U.S. West Texas Intermediate (WTI) crude futures ended Wednesday’s session up 53 cents at $58.09 a barrel, posting the highest settlement in more than two weeks. Brent crude futures, the international benchmark for oil prices, were up $1.23, or 2 percent, at $64.46 a barrel at 2:15 p.m. ET (1915 GMT).
Crude inventories fell by 6.5 million barrels as refineries hiked output in the week to Dec. 15, compared with analyst expectations for a decrease of 3.8 million barrels. Gasoline stocks rose by 1.2 million barrels, compared with analysts’ expectations in a Reuters poll for a 1.9 million-barrel gain. Distillate stockpiles, which include diesel and heating oil, were up by 769,000 barrels, versus expectations for a 870,000-barrel drop, the EIA data showed.
Oil prices have also been supported by the continuing outage of Britain’s Forties pipeline in the North Sea, which delivers crude underpinning Brent futures. Operator Ineos said repairs to the pipeline were underway on Wednesday after a crack was found that closed the pipeline. Ineos has a timescale of two to four weeks for the repairs starting from December 11.
Goldman Sachs said on Wednesday it forecasts global oil inventories will have rebalanced by mid-2018, “leading to a gradual exit from the cuts and increases in OPEC and Russia production through second half 2018.” The bank added that the ramp-up in OPEC production and rising non-OPEC output “will leave risks skewed to lower prices” in the second half of next year. OPEC and ten other producers led by Russia extended an agreement to cut oil production but some 1.8 million bpd on November 30 until the end of next year.
The alliance is targeting the elimination of an oil glut to bring back inventories in the developed world back to the moving five-year average. Traders said rising U.S. crude production, which has soared by 16 percent since mid-2016, was capping prices.

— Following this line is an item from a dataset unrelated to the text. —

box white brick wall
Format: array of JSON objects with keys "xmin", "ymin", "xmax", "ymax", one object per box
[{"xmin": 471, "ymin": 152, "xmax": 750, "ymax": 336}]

The EIA figures on Wednesday showed U.S. oil production at 9.79 million barrels a day, while exports reached 1.86 million barrels a day, near a recent all-time high “Expectations of higher U.S. shale production into January hamstrung crude’s price increase,” said Jeffrey Halley, senior market analyst at futures brokerage Oanda in Singapore. Most analysts expect U.S. output to break through 10 million bpd soon, which would be a new record and take it to levels on par with top exporter Saudi Arabia and close to top producer Russia, which pumps around 11 million bpd.